Whether you call the place a cabin, a camp or a cottage, the truth is undeniable: We Canadians love our summer homes.
And so, it seems, does the rest of the world: Real estate in vacation country is booming, and one popular Ontario summer recreation area saw property sales increase by more than 80 per cent last year.
This isn’t that unusual. Across the country, out-of-province and even out-of-country buyers are snapping up Canada’s vacation properties.
If you’re one, be wary: What’s supposed to be a relaxing retreat may turn stressful if you don’t know what you’re getting into.
Consider hidden costs: Vacation homes need maintenance and repairs; because you may live at a distance, this can be time-consuming and costly. Also, commuting to and from your second home (with all the stuff you’ll need for a relaxing holiday) can eat up a lot of time, money and energy. And if you opt to rent out your property when you’re not using it, add extra time to find and prepare for renters.
Because prices for vacation homes are skyrocketing, many buyers are considering co-ownership with family, friends or business partners.

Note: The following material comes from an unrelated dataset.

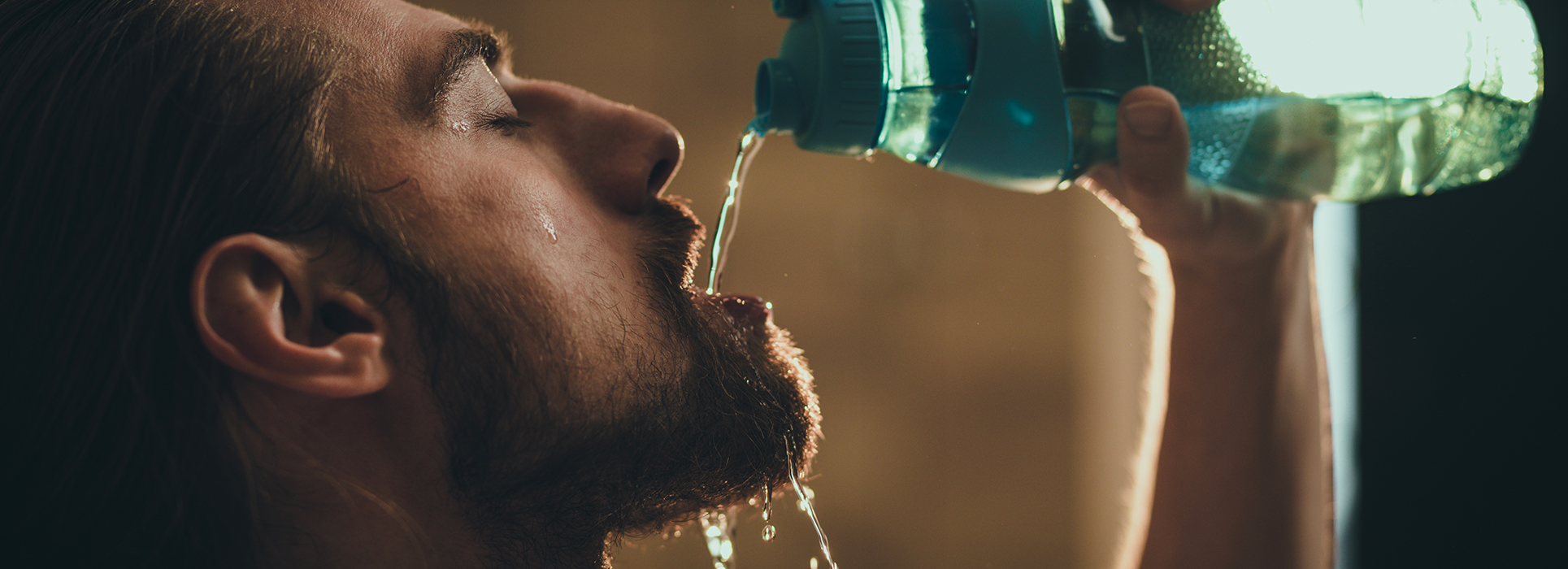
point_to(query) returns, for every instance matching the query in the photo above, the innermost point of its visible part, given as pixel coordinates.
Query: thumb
(1151, 141)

Ensure you make this a true joint venture, complete with a legal agreement defining each co-owner’s responsibility for maintenance and upkeep and outlining what happens should the property be sold.
Owners must also remember to keep detailed records, including receipts and before-and-after photos of renovations made to the property. Upgrading will likely impact the value of the property, and records will be important should you decide to sell.